Tuesday, January 15, 2013
"Fast and Hard"
My youngest daughter Emmie and I drove through a shopping center parking lot yesterday where there used to be a baseball field. I recounted to her the story from more than forty years ago (or was it just yesterday?) of playing for the Little League district championship on that field. I also told her about the moment in that game when one of the most frightening occurrences in my life took place.
We led 2-1 in the bottom of the fifth inning. The opposing team had runners on first and third. There were no outs, and a good hitter stood at the plate. Our pitcher, a flamethrower named Dink (not sure if that was his real or a nickname), delivered a pitch with which the hitter solidly connected. His vicious line drive, however, flew right at Dink, who made a great catch to get the batter out. He then instantly turned and threw the ball to me at first base in order to double the runner who had taken off for second base when his teammate hit the ball so hard (for those of you perhaps in nations other than the United States who don't know baseball, that means we would get two outs on one play).

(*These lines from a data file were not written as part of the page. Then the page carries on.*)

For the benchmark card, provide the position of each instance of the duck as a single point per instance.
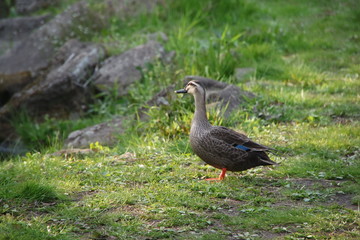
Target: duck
(218, 146)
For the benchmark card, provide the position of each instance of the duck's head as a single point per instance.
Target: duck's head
(193, 87)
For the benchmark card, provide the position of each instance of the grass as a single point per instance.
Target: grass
(306, 56)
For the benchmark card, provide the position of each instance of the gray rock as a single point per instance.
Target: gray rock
(122, 70)
(23, 63)
(63, 91)
(104, 133)
(28, 6)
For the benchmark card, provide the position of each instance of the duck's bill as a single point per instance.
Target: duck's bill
(181, 91)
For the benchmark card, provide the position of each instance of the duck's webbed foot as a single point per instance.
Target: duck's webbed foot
(221, 176)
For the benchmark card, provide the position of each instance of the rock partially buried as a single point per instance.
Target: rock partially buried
(105, 133)
(63, 93)
(122, 70)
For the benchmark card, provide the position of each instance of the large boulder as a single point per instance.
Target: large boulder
(122, 70)
(64, 91)
(105, 133)
(24, 63)
(221, 95)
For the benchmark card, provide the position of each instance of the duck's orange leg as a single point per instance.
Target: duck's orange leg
(221, 176)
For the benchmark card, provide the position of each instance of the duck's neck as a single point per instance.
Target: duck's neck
(200, 117)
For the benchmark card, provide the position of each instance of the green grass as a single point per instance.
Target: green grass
(306, 56)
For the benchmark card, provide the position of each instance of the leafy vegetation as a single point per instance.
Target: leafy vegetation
(306, 56)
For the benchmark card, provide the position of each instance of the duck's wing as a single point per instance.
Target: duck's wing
(236, 139)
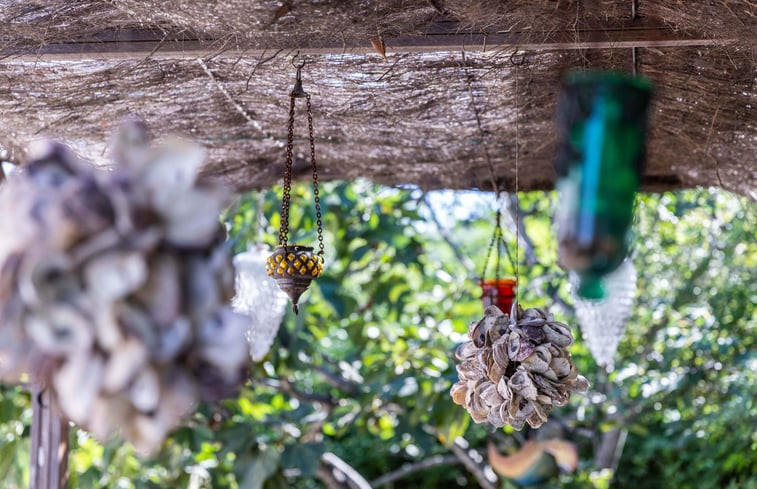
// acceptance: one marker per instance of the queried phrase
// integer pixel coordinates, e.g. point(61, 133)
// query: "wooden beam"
point(49, 445)
point(442, 36)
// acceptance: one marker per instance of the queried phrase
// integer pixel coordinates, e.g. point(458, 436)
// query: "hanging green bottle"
point(602, 119)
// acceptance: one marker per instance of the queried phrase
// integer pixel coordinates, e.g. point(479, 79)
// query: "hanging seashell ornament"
point(115, 286)
point(258, 297)
point(603, 321)
point(515, 371)
point(295, 266)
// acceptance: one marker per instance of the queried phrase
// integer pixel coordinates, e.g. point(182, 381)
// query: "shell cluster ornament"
point(295, 266)
point(115, 287)
point(259, 297)
point(603, 321)
point(516, 371)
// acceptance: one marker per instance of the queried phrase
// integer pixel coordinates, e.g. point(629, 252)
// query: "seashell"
point(495, 417)
point(465, 351)
point(44, 278)
point(522, 384)
point(488, 393)
point(560, 366)
point(538, 361)
point(145, 391)
point(62, 330)
point(161, 294)
point(172, 340)
point(535, 334)
point(107, 414)
point(192, 217)
point(123, 364)
point(544, 400)
point(558, 334)
point(77, 383)
point(220, 337)
point(581, 384)
point(534, 321)
point(519, 348)
point(500, 328)
point(114, 275)
point(458, 392)
point(504, 390)
point(500, 352)
point(495, 372)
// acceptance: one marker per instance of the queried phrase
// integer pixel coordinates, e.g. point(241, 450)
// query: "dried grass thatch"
point(426, 118)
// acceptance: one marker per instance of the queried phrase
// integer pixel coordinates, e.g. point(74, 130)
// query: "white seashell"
point(145, 391)
point(223, 341)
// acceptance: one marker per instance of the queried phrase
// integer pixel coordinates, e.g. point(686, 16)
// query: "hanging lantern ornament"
point(498, 291)
point(295, 266)
point(603, 321)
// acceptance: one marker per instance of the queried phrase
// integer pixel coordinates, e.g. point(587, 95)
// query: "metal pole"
point(49, 445)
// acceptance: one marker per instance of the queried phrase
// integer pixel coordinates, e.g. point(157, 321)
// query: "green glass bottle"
point(602, 119)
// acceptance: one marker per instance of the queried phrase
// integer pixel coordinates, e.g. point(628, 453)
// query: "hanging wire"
point(517, 198)
point(298, 92)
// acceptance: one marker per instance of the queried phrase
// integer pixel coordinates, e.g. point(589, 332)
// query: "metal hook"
point(298, 91)
point(522, 58)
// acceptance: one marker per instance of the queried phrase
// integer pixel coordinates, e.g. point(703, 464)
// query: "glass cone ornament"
point(603, 320)
point(259, 298)
point(295, 266)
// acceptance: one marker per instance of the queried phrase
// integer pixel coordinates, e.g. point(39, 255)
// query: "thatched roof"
point(444, 101)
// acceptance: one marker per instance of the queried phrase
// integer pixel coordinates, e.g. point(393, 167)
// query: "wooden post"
point(49, 445)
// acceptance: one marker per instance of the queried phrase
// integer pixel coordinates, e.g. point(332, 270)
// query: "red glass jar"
point(499, 292)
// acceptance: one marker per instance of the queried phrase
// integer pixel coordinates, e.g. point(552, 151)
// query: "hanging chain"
point(316, 196)
point(284, 228)
point(517, 198)
point(285, 202)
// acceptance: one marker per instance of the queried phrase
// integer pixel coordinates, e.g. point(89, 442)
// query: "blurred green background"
point(364, 371)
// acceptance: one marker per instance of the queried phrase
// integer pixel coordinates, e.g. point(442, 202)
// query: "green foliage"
point(365, 369)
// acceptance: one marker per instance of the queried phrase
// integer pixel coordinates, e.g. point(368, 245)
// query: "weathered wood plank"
point(443, 36)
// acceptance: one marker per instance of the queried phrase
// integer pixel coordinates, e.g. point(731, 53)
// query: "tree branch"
point(338, 474)
point(471, 465)
point(409, 469)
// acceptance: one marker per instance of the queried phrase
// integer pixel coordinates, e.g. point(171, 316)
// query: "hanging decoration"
point(603, 321)
point(114, 287)
point(295, 266)
point(258, 297)
point(516, 367)
point(514, 371)
point(601, 126)
point(498, 291)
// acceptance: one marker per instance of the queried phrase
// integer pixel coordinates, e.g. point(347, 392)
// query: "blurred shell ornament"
point(515, 371)
point(603, 321)
point(258, 297)
point(295, 266)
point(602, 119)
point(115, 284)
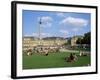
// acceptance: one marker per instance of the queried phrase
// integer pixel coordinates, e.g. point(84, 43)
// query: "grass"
point(53, 60)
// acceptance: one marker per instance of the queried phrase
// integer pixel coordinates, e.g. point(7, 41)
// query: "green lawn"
point(53, 60)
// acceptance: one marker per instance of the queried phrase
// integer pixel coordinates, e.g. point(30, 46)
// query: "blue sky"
point(60, 24)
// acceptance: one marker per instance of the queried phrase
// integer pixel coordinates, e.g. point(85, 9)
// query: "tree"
point(87, 38)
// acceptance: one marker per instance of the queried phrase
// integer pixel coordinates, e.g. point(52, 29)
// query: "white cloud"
point(77, 22)
point(64, 31)
point(45, 34)
point(35, 34)
point(75, 29)
point(60, 14)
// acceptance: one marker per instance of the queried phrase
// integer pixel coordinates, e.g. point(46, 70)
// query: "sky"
point(55, 24)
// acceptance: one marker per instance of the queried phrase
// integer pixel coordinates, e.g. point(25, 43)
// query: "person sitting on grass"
point(72, 58)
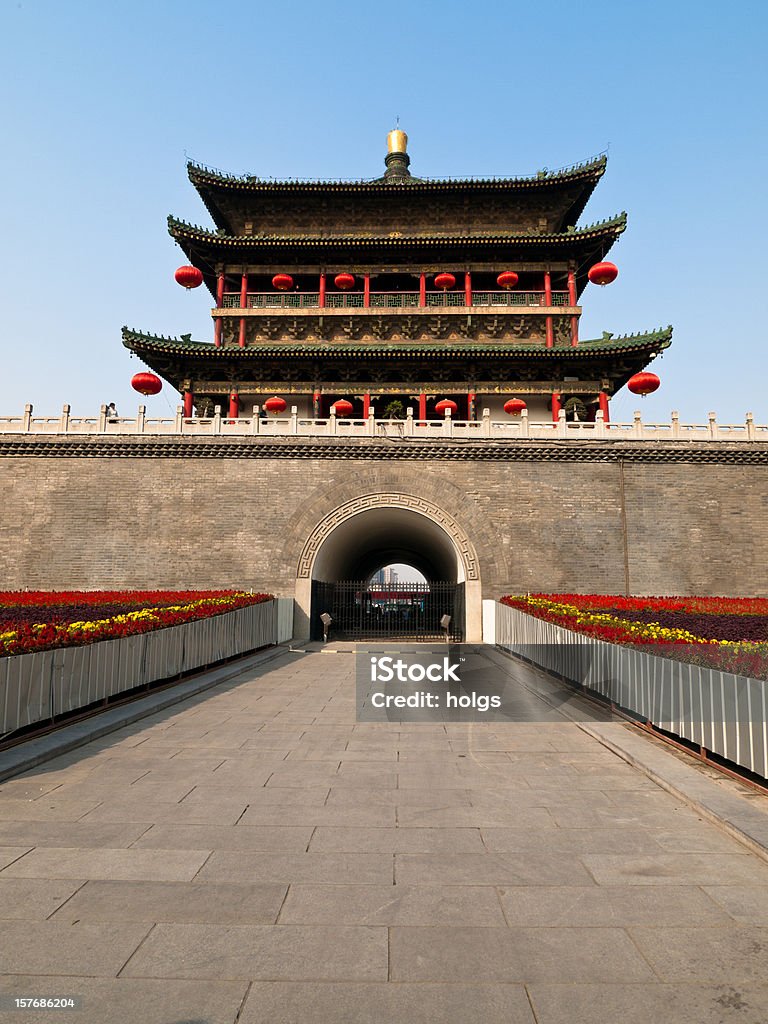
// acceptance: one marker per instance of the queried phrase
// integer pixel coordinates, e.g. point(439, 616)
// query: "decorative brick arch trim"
point(390, 500)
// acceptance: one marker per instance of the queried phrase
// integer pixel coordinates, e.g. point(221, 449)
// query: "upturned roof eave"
point(201, 176)
point(653, 341)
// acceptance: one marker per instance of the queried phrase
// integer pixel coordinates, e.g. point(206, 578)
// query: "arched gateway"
point(357, 538)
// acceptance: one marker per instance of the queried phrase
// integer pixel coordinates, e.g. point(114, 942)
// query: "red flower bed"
point(726, 633)
point(33, 621)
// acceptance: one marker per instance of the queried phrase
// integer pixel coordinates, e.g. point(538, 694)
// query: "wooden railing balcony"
point(394, 300)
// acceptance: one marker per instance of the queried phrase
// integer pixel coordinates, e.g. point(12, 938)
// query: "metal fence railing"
point(720, 712)
point(42, 686)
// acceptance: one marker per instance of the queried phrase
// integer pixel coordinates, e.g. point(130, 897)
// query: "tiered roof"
point(230, 199)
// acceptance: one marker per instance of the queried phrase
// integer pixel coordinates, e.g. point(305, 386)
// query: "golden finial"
point(396, 139)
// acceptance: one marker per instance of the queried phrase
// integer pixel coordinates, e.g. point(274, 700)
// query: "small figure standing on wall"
point(326, 620)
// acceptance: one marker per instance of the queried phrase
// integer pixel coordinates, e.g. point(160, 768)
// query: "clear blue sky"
point(101, 102)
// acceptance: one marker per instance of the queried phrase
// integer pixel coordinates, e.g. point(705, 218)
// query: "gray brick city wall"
point(664, 519)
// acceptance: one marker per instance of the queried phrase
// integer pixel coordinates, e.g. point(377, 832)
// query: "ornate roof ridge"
point(659, 336)
point(198, 172)
point(175, 224)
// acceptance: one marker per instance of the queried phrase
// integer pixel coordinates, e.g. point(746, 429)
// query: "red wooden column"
point(571, 289)
point(243, 305)
point(572, 301)
point(548, 302)
point(219, 303)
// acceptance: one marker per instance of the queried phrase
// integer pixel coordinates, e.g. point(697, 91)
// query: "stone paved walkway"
point(254, 854)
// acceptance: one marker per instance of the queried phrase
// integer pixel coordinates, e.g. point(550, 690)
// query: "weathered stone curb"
point(729, 810)
point(714, 800)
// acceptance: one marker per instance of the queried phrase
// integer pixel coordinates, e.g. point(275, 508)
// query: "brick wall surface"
point(79, 518)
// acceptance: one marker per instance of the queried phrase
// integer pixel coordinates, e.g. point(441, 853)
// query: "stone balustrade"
point(513, 428)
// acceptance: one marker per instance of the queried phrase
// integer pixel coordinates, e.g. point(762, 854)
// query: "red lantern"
point(507, 280)
point(146, 383)
point(275, 404)
point(342, 408)
point(442, 407)
point(602, 273)
point(188, 276)
point(643, 383)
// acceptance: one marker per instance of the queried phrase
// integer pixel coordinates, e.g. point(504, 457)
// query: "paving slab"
point(51, 862)
point(265, 839)
point(616, 906)
point(126, 999)
point(357, 868)
point(81, 950)
point(280, 953)
point(328, 839)
point(610, 1004)
point(34, 899)
point(281, 1003)
point(399, 904)
point(520, 954)
point(175, 902)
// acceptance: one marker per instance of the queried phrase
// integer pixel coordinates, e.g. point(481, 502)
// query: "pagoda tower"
point(398, 292)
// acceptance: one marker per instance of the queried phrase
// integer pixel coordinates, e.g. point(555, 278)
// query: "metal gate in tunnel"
point(396, 611)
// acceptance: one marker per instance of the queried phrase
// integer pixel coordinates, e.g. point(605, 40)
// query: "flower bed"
point(725, 633)
point(34, 621)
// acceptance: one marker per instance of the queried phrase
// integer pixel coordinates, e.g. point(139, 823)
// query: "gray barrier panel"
point(720, 711)
point(72, 683)
point(35, 687)
point(28, 692)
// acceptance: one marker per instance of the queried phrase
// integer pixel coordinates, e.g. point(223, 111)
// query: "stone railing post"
point(524, 424)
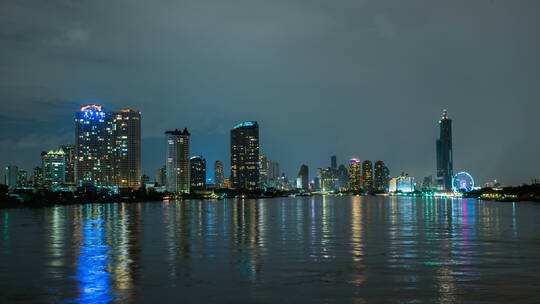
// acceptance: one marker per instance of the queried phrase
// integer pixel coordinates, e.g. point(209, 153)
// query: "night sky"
point(366, 79)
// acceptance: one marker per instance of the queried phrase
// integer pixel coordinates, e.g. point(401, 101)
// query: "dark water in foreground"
point(290, 250)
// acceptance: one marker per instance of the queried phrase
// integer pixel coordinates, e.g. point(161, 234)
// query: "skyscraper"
point(445, 166)
point(354, 174)
point(218, 174)
point(108, 145)
point(161, 176)
point(303, 176)
point(93, 147)
point(54, 167)
point(178, 170)
point(126, 143)
point(10, 176)
point(198, 172)
point(342, 176)
point(263, 171)
point(245, 156)
point(367, 175)
point(333, 162)
point(69, 153)
point(381, 176)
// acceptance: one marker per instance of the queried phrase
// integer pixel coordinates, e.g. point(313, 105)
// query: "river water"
point(319, 249)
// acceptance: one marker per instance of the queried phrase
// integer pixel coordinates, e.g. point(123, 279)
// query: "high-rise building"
point(273, 173)
point(367, 175)
point(343, 177)
point(198, 172)
point(22, 178)
point(333, 162)
point(93, 147)
point(178, 170)
point(303, 176)
point(445, 166)
point(69, 153)
point(245, 156)
point(381, 176)
point(263, 171)
point(54, 167)
point(161, 176)
point(10, 176)
point(218, 174)
point(108, 145)
point(37, 177)
point(327, 179)
point(126, 133)
point(405, 183)
point(354, 174)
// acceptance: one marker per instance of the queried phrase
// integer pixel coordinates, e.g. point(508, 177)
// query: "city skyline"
point(306, 72)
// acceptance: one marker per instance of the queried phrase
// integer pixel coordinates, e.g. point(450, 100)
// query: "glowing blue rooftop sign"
point(246, 124)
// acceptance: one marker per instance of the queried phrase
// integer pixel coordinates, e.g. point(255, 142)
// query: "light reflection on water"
point(315, 249)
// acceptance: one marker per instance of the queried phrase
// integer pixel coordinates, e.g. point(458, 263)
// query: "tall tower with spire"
point(445, 163)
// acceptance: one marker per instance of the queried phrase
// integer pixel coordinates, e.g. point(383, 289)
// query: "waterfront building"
point(226, 183)
point(107, 148)
point(381, 176)
point(405, 183)
point(245, 156)
point(177, 166)
point(219, 178)
point(37, 177)
point(161, 176)
point(392, 184)
point(327, 179)
point(10, 176)
point(145, 179)
point(198, 172)
point(126, 145)
point(343, 177)
point(263, 171)
point(69, 155)
point(367, 175)
point(273, 173)
point(445, 166)
point(354, 174)
point(54, 167)
point(303, 178)
point(22, 178)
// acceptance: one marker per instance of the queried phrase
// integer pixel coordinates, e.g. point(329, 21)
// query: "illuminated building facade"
point(303, 178)
point(381, 177)
point(264, 164)
point(343, 177)
point(69, 154)
point(54, 167)
point(219, 174)
point(198, 172)
point(405, 183)
point(445, 166)
point(245, 156)
point(354, 174)
point(367, 175)
point(161, 176)
point(93, 147)
point(178, 170)
point(108, 145)
point(126, 145)
point(10, 176)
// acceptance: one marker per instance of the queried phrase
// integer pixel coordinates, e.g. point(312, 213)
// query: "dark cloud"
point(364, 79)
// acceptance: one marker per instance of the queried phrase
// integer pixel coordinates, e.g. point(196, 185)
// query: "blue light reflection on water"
point(94, 279)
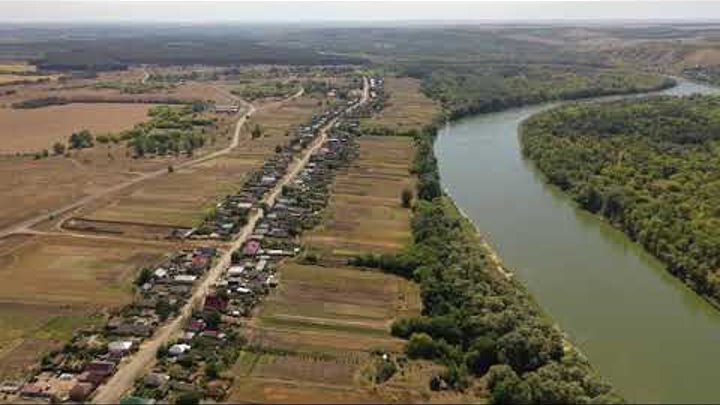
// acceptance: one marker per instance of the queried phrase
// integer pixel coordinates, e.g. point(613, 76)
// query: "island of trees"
point(651, 167)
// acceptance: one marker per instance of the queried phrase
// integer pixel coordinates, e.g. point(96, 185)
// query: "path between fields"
point(145, 357)
point(24, 225)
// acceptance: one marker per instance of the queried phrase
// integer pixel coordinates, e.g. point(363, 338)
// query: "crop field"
point(275, 121)
point(365, 213)
point(407, 107)
point(181, 198)
point(54, 285)
point(63, 270)
point(31, 130)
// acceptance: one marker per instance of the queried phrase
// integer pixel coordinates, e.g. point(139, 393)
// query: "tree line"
point(651, 167)
point(475, 321)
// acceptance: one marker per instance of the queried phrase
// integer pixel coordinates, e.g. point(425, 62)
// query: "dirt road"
point(24, 225)
point(145, 357)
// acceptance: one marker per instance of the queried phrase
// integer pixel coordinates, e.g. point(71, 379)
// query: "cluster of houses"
point(212, 337)
point(92, 356)
point(231, 214)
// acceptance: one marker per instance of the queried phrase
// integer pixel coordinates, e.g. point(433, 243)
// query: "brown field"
point(34, 187)
point(53, 285)
point(277, 121)
point(31, 130)
point(65, 270)
point(407, 107)
point(180, 199)
point(365, 214)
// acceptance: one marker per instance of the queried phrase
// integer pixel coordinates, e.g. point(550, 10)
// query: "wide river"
point(642, 329)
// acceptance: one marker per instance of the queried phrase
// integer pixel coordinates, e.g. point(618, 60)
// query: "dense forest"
point(475, 321)
point(651, 167)
point(468, 90)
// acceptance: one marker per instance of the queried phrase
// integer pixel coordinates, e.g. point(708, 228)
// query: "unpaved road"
point(24, 225)
point(145, 357)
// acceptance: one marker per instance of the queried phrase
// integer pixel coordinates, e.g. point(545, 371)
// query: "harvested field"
point(276, 121)
point(407, 107)
point(64, 270)
point(347, 299)
point(180, 199)
point(34, 187)
point(30, 330)
point(31, 130)
point(365, 213)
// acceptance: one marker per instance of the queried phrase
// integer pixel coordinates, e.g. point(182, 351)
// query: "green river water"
point(643, 330)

I never saw the ball as it approached me at just below warp speed (like I said, Dink was a flamethrower. At 12, he could throw a baseball harder than most sixteen year olds). Forty three years later, I can still feel the moment of panic as I saw Dink wheel to throw the ball as hard as he possibly could in my direction. "It's going to hit me in the face, and I'm going to die," I thought to myself (although I must have thought pretty fast because the ball reached me in probably less than a second).
In that last moment of my life (which turned out not to be my last moment), I had the wherewithal to stick my glove up, most likely as a matter of self protection. Somehow, some way, Dink's laser throw found it's way into my glove. It stuck there, again, somehow, some way, and my right foot found the base. We doubled the runner, and then Dink struck out the next batter as I trembled and tried not to hyperventilate after nearly being killed by a projectile that, again, I never saw. We won the game and the district championship, and then went on to the state tournament where we lost when facing a 6 foot 1 inch, twelve year old pitcher who threw harder than Dink, and whose pitches, like Dink's throw, I don't think me or any of my teammates ever actually saw (scary, ain't it?).
Life approaches us fast and hard, and often we don't see it coming. Sometimes we put up a glove, and catch the ball before it strikes us. But sometimes it hits us flush in the face. Both possibilities must lead us to our Heavenly Father. The former elicits grateful praise and thanksgiving as we know without question that either God or an angel sent by Him enabled us to meet the challenge. The latter scenario involves a far more difficult matter of trusting that when our Lord lowers the hedge (or the glove), He does so in complete confidence that He can fit our difficulty into His good and loving purposes for us. The Apostle Paul's beloved Romans 8:28 proclaims the blessed truth: "And we know that all things work together for good to them that love God, to them who are the called according to His purpose." Indeed, the God and Father of the Lord Jesus Christ is wise enough, powerful enough, involved enough, and loving enough to coordinate everything that happens to us into His sublime purpose of conforming us to the image of His Son (Romans 8:29). Such remembrance in times of both catching the ball of life, as it were, or being struck by it assures our hearts with "the peace of God, which passeth all understanding" (Philippians 4:7).
I'd have a different story to tell if the ball had hit me in the face (and a different face!). I'm most grateful for how things happened, and Dink, wherever you are, I try to remember to pray for you whenever it comes to mind that you nearly killed me! :) I'm even more grateful, however, that had things happened differently, the Lord would have been no less able to have woven His perfect purposes into the fabric of His glory and my best interest. This is peace, my dear brothers and sisters, the peace of "all things" and every contingency working together for good. All. Every.
"In everything give thanks, for this is the will of God in Christ Jesus concerning you."